If you pass ids along with documents, then ids will be used, but if you do not pass ids, it will be created based page_content using md5 hash function.
Basically, upsert and upsert_parallel methods do upsert not insert, based on id of the item.
So if you provided id and want to update data, you must provide the same id that you provided at first upsertion.
We will upsert data to collection, langchain_opentutorial , with upsert method for the first half, and with upsert_parallel for the second half.
# Gather uuids, texts, metadatas
uuids = [doc.metadata["id"] for doc in processed_docs]
texts = [doc.page_content for doc in processed_docs]
metadatas = [doc.metadata for doc in processed_docs]
# Get total number of documents
total_number = len(processed_docs)
print("Number of documents:", total_number)
CPU times: user 1.79 s, sys: 82.9 ms, total: 1.88 s
Wall time: 4.96 s
result = upsert_result + upsert_parallel_result
# check number of ids upserted
print(len(result))
# check manual ids are the same as output ids
print("Manual Ids == Output Ids:", sorted(result) == sorted(uuids))
1359
Manual Ids == Output Ids: True
[ NOTE ]
As we have only one table, langchain_pg_embedding to store data, we have only one column cmetadata to store metadata for each document.
The cmetadata column is jsonb type, and thus if you want to update the metadata, you should provide not only the new metadata key-value you want to update, but with all the metadata already stored.

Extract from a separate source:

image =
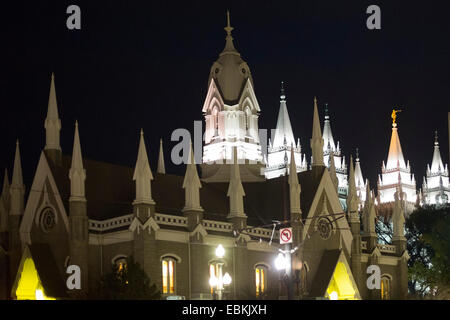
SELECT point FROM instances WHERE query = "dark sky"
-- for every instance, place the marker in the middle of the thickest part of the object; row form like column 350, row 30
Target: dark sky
column 146, row 64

Scroll items from vector store
As we have added some items to our first vector store, named langchain_opentutorial , we can scroll items from the vector store.
This can be done by calling scroll method.
When we scroll items from the vector store we can pass ids or filter to get items that we want, or just call scroll to get k(default 10) items.
We can get embedded vector values of each items by set include_embedding True.
# Do scroll without ids or filter
scroll_result = col_manager.scroll()
# print the number of items scrolled and first item that returned.
print(f"Number of items scrolled: {len(scroll_result)}")
print(scroll_result[0])
Number of items scrolled: 10
{'content': 'The Little Prince\nWritten By Antoine de Saiot-Exupery (1900〜1944)', 'metadata': {'id': 'cc23e228-2540-4e5c-8eb3-be6df7a3bf77', 'page': 1, 'author': 'Saiot-Exupery', 'source': 'the_little_prince.txt'}, 'embedding': None}
# Do scroll with filter
scroll_result = col_manager.scroll(filter={"page": {"$in": [1, 2, 3]}})
# print the number of items scrolled and all items that returned.
print(f"Number of items scrolled: {len(scroll_result)}")
for r in scroll_result:
print(r)
Number of items scrolled: 3
{'content': 'The Little Prince\nWritten By Antoine de Saiot-Exupery (1900〜1944)', 'metadata': {'id': 'cc23e228-2540-4e5c-8eb3-be6df7a3bf77', 'page': 1, 'author': 'Saiot-Exupery', 'source': 'the_little_prince.txt'}, 'embedding': None}
{'content': '[ Antoine de Saiot-Exupery ]', 'metadata': {'id': 'd4bf8981-2af4-4288-8aaf-6586381973c4', 'page': 2, 'author': 'Saiot-Exupery', 'source': 'the_little_prince.txt'}, 'embedding': None}
{'content': 'Over the past century, the thrill of flying has inspired some to perform remarkable feats of', 'metadata': {'id': '31dc52cf-530b-449c-a3db-ec64d9e1a10c', 'page': 3, 'author': 'Saiot-Exupery', 'source': 'the_little_prince.txt'}, 'embedding': None}
# Do scroll with ids
scroll_result = col_manager.scroll(ids=uuids[:3])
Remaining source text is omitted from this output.